Logo após assumir o segundo mandato, o presidente Trump declarou emergência nacional por dois motivos: o influxo de drogas ilícitas do Canadá, México e China e os déficits comerciais “grandes e persistentes”.
Com base no IEEPA, ele impôs tarifas de 25% sobre a maioria das importações canadenses e mexicanas, 10% (posteriormente elevadas) sobre produtos chineses e, no caso das tarifas “recíprocas”, uma alíquota mínima de 10% sobre todas as importações de todos os parceiros comerciais, com dezenas de países sofrendo taxas ainda mais altas. O governo promoveu sucessivas alterações nas alíquotas, nos produtos atingidos e nas isenções.
Empresas americanas afetadas e 12 Estados ingressaram com ações judiciais alegando que o IEEPA não confere ao presidente poder para criar tarifas. O Tribunal de Comércio Internacional (CIT) e, depois, a Corte de Apelações do Circuito Federal (en banc) deram razão aos autores.
A maioria da Corte partiu do texto constitucional. O Artigo I, Seção 8 atribui ao Congresso o poder de “lançar e cobrar Impostos, Direitos, Impostos e Excises”. Tarifas, segundo a decisão, são “ramo claro” do poder tributário.
O governo reconheceu que o presidente não possui autoridade inerente para impor tarifas em tempos de paz e sustentou que o IEEPA teria delegado esse poder ao autorizar o presidente a “regular importações”.
A Corte rejeitou essa leitura. Afirmou que o IEEPA não menciona “tarifas” nem “direitos aduaneiros” em nenhum momento. Quando o Congresso deseja delegar poder tarifário, utiliza linguagem expressa e impõe limites claros de valor, prazo e procedimento -- algo ausente na lei de 1977. O termo “regular”, segundo a decisão, não inclui o poder de tributar. Nenhum outro estatuto federal que concede poder de “regular” atividades econômicas foi interpretado como autorização para criar tributos.

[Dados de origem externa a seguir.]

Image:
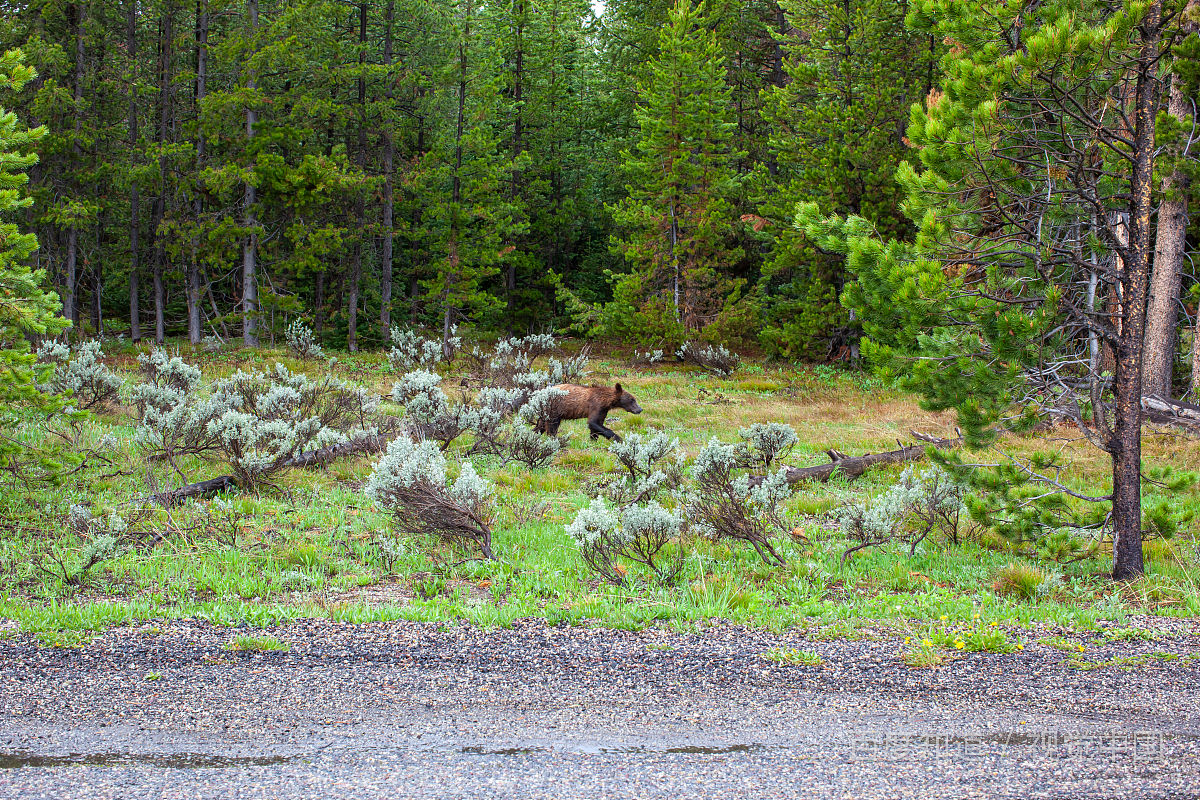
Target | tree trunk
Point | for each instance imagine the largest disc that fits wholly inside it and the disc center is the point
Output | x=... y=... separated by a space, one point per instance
x=352 y=336
x=202 y=76
x=318 y=314
x=135 y=199
x=166 y=54
x=388 y=188
x=1134 y=280
x=250 y=245
x=1162 y=335
x=70 y=300
x=510 y=277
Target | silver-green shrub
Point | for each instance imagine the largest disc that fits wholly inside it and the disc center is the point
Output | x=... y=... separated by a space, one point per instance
x=639 y=528
x=411 y=482
x=274 y=416
x=766 y=444
x=301 y=342
x=411 y=350
x=913 y=507
x=81 y=373
x=725 y=504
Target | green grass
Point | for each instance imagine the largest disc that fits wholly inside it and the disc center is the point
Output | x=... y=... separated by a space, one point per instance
x=793 y=657
x=257 y=644
x=315 y=546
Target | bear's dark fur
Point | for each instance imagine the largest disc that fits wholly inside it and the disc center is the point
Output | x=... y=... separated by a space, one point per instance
x=591 y=402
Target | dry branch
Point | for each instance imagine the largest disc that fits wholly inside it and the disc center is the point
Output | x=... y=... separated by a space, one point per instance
x=851 y=467
x=1171 y=411
x=358 y=445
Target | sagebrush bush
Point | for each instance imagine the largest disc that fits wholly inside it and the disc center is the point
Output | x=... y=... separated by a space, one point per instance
x=301 y=342
x=81 y=373
x=713 y=358
x=173 y=415
x=411 y=350
x=639 y=528
x=259 y=422
x=766 y=444
x=411 y=482
x=271 y=417
x=915 y=506
x=724 y=503
x=637 y=533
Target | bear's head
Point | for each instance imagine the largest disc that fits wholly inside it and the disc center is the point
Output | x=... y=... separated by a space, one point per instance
x=625 y=401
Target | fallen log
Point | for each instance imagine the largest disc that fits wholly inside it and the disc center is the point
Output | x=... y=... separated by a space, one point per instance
x=851 y=467
x=1162 y=410
x=358 y=445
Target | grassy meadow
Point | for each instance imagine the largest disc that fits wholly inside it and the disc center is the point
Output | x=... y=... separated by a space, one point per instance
x=315 y=545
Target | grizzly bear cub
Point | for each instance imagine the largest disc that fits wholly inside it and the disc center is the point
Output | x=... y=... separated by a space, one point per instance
x=591 y=402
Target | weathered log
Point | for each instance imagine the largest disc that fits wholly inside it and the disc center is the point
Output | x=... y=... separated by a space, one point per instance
x=202 y=489
x=1171 y=411
x=358 y=445
x=851 y=467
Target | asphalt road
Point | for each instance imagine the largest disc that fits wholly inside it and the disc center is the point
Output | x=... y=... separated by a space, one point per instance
x=412 y=710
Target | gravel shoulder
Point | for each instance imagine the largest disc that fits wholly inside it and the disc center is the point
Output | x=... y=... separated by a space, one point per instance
x=427 y=710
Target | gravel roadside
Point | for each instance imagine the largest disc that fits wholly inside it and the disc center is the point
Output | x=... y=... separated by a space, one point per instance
x=427 y=710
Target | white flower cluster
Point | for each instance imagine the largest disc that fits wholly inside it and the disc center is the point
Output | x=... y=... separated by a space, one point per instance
x=594 y=524
x=406 y=464
x=81 y=373
x=930 y=495
x=301 y=341
x=411 y=482
x=411 y=350
x=768 y=441
x=713 y=358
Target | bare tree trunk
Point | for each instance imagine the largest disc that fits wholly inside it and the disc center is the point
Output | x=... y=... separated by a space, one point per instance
x=70 y=300
x=388 y=188
x=1162 y=335
x=510 y=276
x=135 y=199
x=352 y=337
x=202 y=76
x=250 y=245
x=318 y=316
x=1134 y=278
x=166 y=53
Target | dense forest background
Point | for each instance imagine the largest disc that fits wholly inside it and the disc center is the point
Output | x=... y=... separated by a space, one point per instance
x=515 y=166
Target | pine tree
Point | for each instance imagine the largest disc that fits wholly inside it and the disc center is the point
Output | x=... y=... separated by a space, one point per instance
x=677 y=220
x=27 y=306
x=837 y=138
x=1033 y=197
x=468 y=178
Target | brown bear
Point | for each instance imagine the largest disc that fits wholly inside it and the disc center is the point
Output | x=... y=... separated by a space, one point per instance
x=591 y=402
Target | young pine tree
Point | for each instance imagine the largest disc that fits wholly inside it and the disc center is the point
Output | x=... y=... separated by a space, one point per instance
x=1024 y=295
x=677 y=221
x=27 y=306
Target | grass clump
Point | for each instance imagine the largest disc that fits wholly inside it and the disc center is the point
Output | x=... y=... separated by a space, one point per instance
x=1021 y=581
x=245 y=643
x=924 y=655
x=793 y=657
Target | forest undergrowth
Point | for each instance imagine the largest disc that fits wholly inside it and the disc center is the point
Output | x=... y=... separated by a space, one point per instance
x=310 y=542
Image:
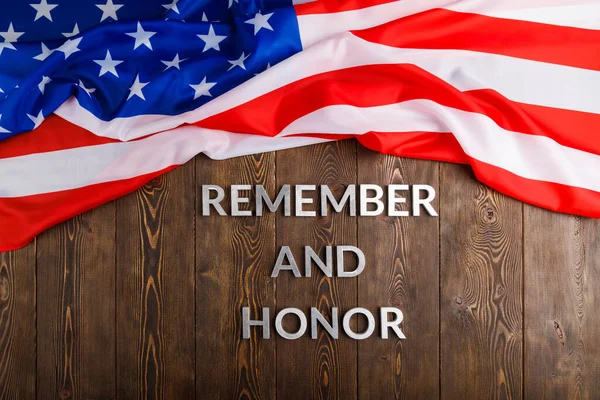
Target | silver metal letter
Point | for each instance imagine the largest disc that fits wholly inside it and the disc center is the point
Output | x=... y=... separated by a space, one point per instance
x=349 y=195
x=310 y=255
x=207 y=201
x=284 y=195
x=300 y=201
x=292 y=266
x=394 y=325
x=247 y=323
x=340 y=261
x=236 y=200
x=365 y=200
x=393 y=200
x=417 y=201
x=279 y=327
x=370 y=323
x=333 y=328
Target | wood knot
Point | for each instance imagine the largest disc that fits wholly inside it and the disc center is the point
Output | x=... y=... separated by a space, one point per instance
x=4 y=289
x=559 y=332
x=490 y=215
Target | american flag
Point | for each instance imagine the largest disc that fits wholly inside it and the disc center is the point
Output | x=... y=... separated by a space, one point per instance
x=97 y=97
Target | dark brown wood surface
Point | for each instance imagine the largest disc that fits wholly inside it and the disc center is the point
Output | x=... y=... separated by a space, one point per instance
x=142 y=297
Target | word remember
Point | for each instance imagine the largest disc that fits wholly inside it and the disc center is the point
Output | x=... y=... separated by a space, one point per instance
x=390 y=318
x=369 y=199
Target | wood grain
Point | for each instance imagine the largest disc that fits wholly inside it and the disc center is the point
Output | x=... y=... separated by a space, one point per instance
x=142 y=298
x=155 y=289
x=17 y=324
x=562 y=294
x=481 y=289
x=323 y=368
x=402 y=271
x=234 y=257
x=76 y=307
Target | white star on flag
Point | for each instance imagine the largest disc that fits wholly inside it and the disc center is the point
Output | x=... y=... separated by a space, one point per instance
x=211 y=41
x=45 y=53
x=136 y=88
x=141 y=37
x=239 y=62
x=89 y=91
x=172 y=6
x=2 y=130
x=10 y=36
x=37 y=121
x=260 y=21
x=109 y=10
x=203 y=88
x=70 y=46
x=173 y=64
x=74 y=33
x=43 y=83
x=108 y=65
x=43 y=10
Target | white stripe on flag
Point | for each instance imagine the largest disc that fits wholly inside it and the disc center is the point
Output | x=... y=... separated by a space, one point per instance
x=529 y=156
x=83 y=166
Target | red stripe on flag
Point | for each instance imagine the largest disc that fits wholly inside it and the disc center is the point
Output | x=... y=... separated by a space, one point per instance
x=552 y=196
x=444 y=29
x=22 y=218
x=375 y=85
x=54 y=134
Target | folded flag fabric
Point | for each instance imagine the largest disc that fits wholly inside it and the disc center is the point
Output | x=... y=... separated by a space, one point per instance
x=99 y=96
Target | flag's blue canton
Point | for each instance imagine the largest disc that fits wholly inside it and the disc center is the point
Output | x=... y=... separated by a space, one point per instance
x=133 y=57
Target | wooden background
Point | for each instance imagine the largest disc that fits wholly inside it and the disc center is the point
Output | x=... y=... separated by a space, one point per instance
x=141 y=298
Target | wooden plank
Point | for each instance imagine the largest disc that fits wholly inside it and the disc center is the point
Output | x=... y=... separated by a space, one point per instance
x=321 y=368
x=562 y=294
x=481 y=289
x=155 y=289
x=234 y=257
x=402 y=271
x=17 y=324
x=76 y=307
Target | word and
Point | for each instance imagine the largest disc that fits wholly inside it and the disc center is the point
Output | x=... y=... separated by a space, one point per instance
x=390 y=317
x=369 y=199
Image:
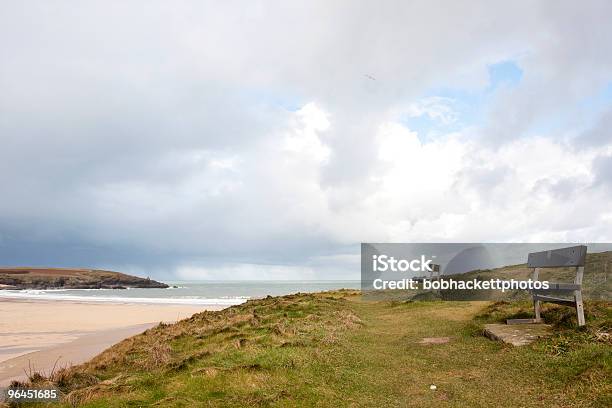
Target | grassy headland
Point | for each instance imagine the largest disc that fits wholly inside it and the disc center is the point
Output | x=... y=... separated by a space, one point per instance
x=67 y=278
x=335 y=349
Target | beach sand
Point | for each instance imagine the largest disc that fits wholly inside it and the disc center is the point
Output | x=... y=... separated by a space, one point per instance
x=39 y=335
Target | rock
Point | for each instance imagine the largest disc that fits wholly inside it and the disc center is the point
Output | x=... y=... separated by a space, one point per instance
x=517 y=334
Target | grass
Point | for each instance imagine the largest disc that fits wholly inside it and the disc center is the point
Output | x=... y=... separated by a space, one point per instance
x=335 y=349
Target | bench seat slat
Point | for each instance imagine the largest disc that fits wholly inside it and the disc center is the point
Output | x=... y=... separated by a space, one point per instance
x=558 y=287
x=551 y=299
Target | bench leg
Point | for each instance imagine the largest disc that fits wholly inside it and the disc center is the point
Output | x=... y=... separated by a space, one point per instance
x=537 y=310
x=579 y=308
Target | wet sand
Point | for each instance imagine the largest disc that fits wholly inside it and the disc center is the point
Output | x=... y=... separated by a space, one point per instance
x=39 y=335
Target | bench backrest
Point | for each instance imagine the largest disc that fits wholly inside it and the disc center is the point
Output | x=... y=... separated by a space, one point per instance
x=572 y=256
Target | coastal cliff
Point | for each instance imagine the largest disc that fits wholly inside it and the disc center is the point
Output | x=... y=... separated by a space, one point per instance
x=65 y=278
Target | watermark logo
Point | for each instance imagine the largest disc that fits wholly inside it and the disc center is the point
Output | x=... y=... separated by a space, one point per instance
x=384 y=263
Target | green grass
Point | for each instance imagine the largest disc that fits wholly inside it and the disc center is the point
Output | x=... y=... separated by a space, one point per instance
x=334 y=349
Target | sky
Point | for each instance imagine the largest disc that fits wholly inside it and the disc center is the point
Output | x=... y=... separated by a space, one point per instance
x=267 y=139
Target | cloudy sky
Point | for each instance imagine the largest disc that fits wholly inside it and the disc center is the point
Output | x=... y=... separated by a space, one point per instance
x=266 y=140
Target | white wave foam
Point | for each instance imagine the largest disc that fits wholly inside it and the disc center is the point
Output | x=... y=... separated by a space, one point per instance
x=45 y=295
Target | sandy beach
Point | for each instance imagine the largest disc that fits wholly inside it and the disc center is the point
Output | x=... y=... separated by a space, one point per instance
x=41 y=334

A maioria aplicou a doutrina das “major questions”, que exige autorização clara e inequívoca do Congresso quando o Executivo reivindica poderes de grande impacto econômico e político.
Roberts destacou que a interpretação defendida pelo governo representaria uma “expansão transformadora” da autoridade presidencial sobre política tarifária e sobre a economia como um todo. Em quase 50 anos de existência do IEEPA, nenhum presidente jamais o utilizou para impor tarifas. O próprio governo admitiu que as medidas poderiam gerar arrecadação de trilhões de dólares e alterar significativamente o comércio internacional -- o que reforça a necessidade de delegação expressa do Legislativo.
A Corte afastou ainda a tese de que leis de emergência permitem leitura mais ampla. “Emergências tendem a gerar emergências”, citou Roberts, lembrando que dezenas de emergências declaradas sob o IEEPA permanecem em vigor há décadas.
A juíza Elena Kagan, acompanhada por Sonia Sotomayor e Ketanji Brown Jackson, concordou integralmente com o resultado, mas considerou desnecessária a invocação formal da doutrina das "major questions", entendendo que as ferramentas tradicionais de interpretação estatutária já eram suficientes.
Houve três votos dissidentes. O ministro Brett Kavanaugh redigiu o voto dissidente principal, acompanhado pelos ministros Clarence Thomas e Samuel Alito. Thomas apresentou ainda voto dissidente em separado, defendendo uma interpretação mais ampla do poder presidencial em matéria de segurança nacional e política externa.
No caso 25-250 (V.O.S. Selections), a Suprema Corte confirmou integralmente a decisão da Corte de Apelações do Circuito Federal.
No caso 24-1287 (Learning Resources), a Corte anulou a decisão do tribunal distrital de Columbia e determinou o encerramento do processo por falta de jurisdição, pois a Corte de Comércio Internacional tem competência exclusiva sobre ações relacionadas a tarifas.
A decisão obriga o governo a revogar imediatamente todas as tarifas impostas com fundamento no IEEPA. Importadores que pagaram os valores poderão requerer reembolso junto à alfândega americana. A Casa Branca estuda alternativas legais (como a Seção 232 da Lei de Expansão Comercial de 1962) para tentar manter parte das medidas.